Chevron is expediting its selling of shallow water U.S. Gulf assets to transition to a deepwater-focused business with fewer, more complex assets.
“This process is consistent with Chevron’s ongoing efforts to align its portfolio of assets with overall long-term strategies,” a Chevron spokesperson said.
Marketing of all its Gulf shelf assets is part of the company’s plan to adapt to the changing business environment which includes revising organizational structures, increasing efficiencies and reducing expenses.
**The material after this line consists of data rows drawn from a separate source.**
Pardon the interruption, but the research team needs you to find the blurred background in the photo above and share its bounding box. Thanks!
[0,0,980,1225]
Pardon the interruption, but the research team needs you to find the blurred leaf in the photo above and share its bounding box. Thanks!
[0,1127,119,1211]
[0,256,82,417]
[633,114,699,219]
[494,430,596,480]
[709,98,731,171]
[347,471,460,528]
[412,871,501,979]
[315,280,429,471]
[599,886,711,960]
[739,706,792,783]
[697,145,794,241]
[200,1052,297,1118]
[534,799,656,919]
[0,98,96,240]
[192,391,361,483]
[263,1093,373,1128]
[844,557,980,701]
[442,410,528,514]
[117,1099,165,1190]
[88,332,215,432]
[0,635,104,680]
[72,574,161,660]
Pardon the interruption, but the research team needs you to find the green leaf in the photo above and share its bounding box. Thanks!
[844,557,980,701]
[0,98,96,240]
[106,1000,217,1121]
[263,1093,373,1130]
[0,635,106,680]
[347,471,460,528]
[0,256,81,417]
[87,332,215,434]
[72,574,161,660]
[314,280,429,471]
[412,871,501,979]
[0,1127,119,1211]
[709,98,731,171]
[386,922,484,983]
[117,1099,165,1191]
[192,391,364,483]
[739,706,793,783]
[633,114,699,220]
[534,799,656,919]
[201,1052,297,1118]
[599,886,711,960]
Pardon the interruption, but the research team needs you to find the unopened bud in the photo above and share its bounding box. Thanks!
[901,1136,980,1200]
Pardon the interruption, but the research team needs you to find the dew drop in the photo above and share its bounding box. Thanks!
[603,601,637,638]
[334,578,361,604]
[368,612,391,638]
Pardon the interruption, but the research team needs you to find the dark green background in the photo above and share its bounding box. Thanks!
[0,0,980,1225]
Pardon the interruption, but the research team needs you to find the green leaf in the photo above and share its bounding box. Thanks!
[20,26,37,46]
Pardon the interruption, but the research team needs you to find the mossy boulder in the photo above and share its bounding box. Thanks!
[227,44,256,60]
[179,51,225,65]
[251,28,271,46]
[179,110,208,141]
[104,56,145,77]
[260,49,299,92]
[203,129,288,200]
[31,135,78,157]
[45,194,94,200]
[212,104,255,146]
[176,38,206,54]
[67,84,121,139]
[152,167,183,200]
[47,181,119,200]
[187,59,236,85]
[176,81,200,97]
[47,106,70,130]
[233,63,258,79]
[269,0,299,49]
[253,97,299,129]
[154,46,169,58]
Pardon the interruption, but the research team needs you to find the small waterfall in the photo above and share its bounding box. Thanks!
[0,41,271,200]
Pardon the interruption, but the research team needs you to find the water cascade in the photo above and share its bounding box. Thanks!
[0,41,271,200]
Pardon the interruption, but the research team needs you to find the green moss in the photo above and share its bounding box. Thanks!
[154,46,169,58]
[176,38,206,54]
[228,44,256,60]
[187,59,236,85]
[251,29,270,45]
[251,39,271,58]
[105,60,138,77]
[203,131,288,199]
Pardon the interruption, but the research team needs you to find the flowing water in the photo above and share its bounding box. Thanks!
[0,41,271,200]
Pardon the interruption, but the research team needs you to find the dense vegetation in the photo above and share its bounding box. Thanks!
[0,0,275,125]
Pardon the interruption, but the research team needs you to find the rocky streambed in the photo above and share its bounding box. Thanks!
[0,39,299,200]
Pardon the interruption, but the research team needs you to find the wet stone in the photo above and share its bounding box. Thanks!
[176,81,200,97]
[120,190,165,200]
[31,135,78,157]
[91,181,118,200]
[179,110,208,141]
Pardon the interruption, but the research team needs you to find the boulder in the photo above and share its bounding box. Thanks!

“Our asset sales program has been successful as well-timed transactions have captured good value and generated $11.5 billion in cash through the end of 2015,” the Chevron spokesperson said. “Over 2016 and 2017, we’re targeting another $5 billion to $10 billion in divestments.”
In addition to its Gulf shelf and Gulf pipeline assets, Chevron also is selling assets in New Zealand and Canada, along with its Hawaii refinery, and downstream businesses in South Africa, said Chairman and CEO John Watson during the company’s fourth-quarter 2015 earnings call.
“Despite the weak market, we believe that Chevron will still be able to monetize its U.S. Gulf of Mexico assets as there still appear to be buyers for producing assets,” according to a Feb. 19 Tudor, Pickering and Holt analyst note.
Chevron reportedly is marketing 27 fields which generated around $420 million of earnings before interest, taxes, depreciation and amortization in 2015. The company expects to complete this process by year-end 2017.